I made my choice. Delilah had saved me . . . in a way. She hadn’t tried to kill me. She’d given me a chance by arranging for her pack and her Alpha to die in my place—if I were good enough, benefiting us both, although benefiting her in more ways than one. But Rafferty had saved me more than once; he’d saved me three times—and on occasions of considerable inconvenience. Rafferty saved. Delilah killed. I liked Delilah, but I didn’t love her and that was why.
She was too much like me.
“Drop the gun,” I said.
She didn’t look around, keeping her eye on her running target. “You not kill me, pretty boy,” she said with complete confidence. “You not kill what we have, will you?” She thought she knew me, predator to predator. She thought I would enjoy watching her kill, because Wolves did. There was no better sex for Wolves than sex over a kill.
I wasn’t a Wolf. I wasn’t Kin. I might be worse one day; I might be worse now. But not with Catcher and Rafferty. Not when it came to them.
I kept the gun against her head and leaned in to whisper at her ear, “You’re asking the wrong question, Lilah. You shouldn’t be asking me if I’ll kill you. You
should ask if I’ll enjoy it.” They say Wolves can smell truth. She knew mine.

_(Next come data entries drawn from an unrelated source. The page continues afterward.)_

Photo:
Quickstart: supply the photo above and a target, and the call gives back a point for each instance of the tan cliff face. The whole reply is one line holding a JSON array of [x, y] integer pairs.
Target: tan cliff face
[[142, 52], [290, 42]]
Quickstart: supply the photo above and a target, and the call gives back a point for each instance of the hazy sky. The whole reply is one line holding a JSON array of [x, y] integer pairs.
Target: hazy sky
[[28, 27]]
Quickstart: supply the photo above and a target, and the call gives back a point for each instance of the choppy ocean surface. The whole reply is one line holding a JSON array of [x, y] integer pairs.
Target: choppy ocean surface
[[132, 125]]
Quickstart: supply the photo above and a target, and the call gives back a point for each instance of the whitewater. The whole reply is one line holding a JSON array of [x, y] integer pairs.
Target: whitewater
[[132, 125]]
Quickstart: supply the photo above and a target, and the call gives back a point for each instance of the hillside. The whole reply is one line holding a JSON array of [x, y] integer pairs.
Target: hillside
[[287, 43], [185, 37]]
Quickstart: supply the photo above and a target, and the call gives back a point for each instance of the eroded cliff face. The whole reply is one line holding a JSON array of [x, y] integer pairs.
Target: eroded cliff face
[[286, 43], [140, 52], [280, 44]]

Rafferty and Catcher ran on until they disappeared into the darkness. And not a single gunshot was heard.
Not this time.
But there could be a next time. Back home, before there or sometime after, our being alike would result in one of us being dead sooner or later. It was how the game was played, among her kind, Wolf, and among mine, last of the Auphe. For now, she didn’t push me and for now, I didn’t shoot. And if I wanted to—badly wanted to . . .

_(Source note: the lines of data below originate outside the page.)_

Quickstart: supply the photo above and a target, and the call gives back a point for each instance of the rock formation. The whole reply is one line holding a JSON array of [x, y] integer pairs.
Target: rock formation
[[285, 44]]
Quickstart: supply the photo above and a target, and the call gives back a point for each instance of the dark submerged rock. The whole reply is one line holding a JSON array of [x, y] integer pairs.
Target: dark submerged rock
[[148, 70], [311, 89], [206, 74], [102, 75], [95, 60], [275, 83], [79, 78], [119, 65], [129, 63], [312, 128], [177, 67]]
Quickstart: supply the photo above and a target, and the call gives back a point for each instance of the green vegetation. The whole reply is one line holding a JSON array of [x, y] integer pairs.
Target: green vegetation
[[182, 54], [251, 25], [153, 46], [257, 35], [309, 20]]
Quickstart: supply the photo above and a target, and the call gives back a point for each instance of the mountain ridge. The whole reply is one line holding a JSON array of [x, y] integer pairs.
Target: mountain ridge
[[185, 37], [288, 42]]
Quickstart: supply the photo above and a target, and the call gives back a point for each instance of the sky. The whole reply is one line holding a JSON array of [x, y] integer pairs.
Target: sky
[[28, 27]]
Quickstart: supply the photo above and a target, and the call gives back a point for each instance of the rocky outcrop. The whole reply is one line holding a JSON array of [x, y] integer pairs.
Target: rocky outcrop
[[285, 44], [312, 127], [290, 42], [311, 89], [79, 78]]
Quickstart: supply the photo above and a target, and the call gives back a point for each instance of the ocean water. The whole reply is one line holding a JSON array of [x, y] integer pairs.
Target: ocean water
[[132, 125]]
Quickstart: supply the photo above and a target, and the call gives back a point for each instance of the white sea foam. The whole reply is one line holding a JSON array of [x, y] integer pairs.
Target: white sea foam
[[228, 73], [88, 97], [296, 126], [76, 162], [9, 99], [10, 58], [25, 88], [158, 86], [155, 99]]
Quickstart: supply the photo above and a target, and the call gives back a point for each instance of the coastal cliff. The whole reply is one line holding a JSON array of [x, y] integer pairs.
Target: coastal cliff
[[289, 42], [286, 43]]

No one had to know that but me.
Epilogue
Catcher
My name is Catcher.
I’m running, my brother by my side. No, not really my brother, but he is of my pack and that’s the same thing. He saved my life once, years ago. And I’d saved his soul today. He is Rafferty; I remember now, if I’d forgotten for a while during the fight. I remember more. I remember me. I remember my life. I remember how we came to be running toward the trees under a huge bloodred moon. I remember telling my cousin to go live his life and his saying I was his life; that not only had I saved his soul, but that I’d given him one to save; that I was his family, the best part of him.
He was right. Family should always be the best part of one another.

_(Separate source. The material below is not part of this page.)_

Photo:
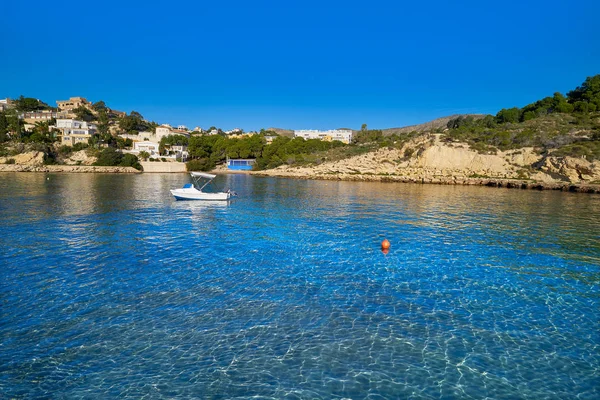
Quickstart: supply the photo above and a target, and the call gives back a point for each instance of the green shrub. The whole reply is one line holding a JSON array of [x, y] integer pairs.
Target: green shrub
[[109, 157], [130, 160]]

My name is Catcher and I think this is the last time I’ll know that. Soon I won’t remember that any more than I’ll remember fries and birthday cakes. I won’t remember a spray of freckles across a beautiful woman’s breast and her lips soft under mine. I won’t remember my mother’s Christmas cookies, the brightly colored birds of the rain forest, card games, skiing a black diamond slope, drinking a six- pack and climbing to the dorm roof to howl at the stars. They are the best memories anyone can have. And I had had them. That counted; it did.
But that was then; this is now.
I feel night wind in my fur as I run, the smell of game in the trees, my pack by my side. There’s a life to be made here, a good life for a Wolf . . . or only a wolf. There is a cliff up ahead; it’s waiting for me.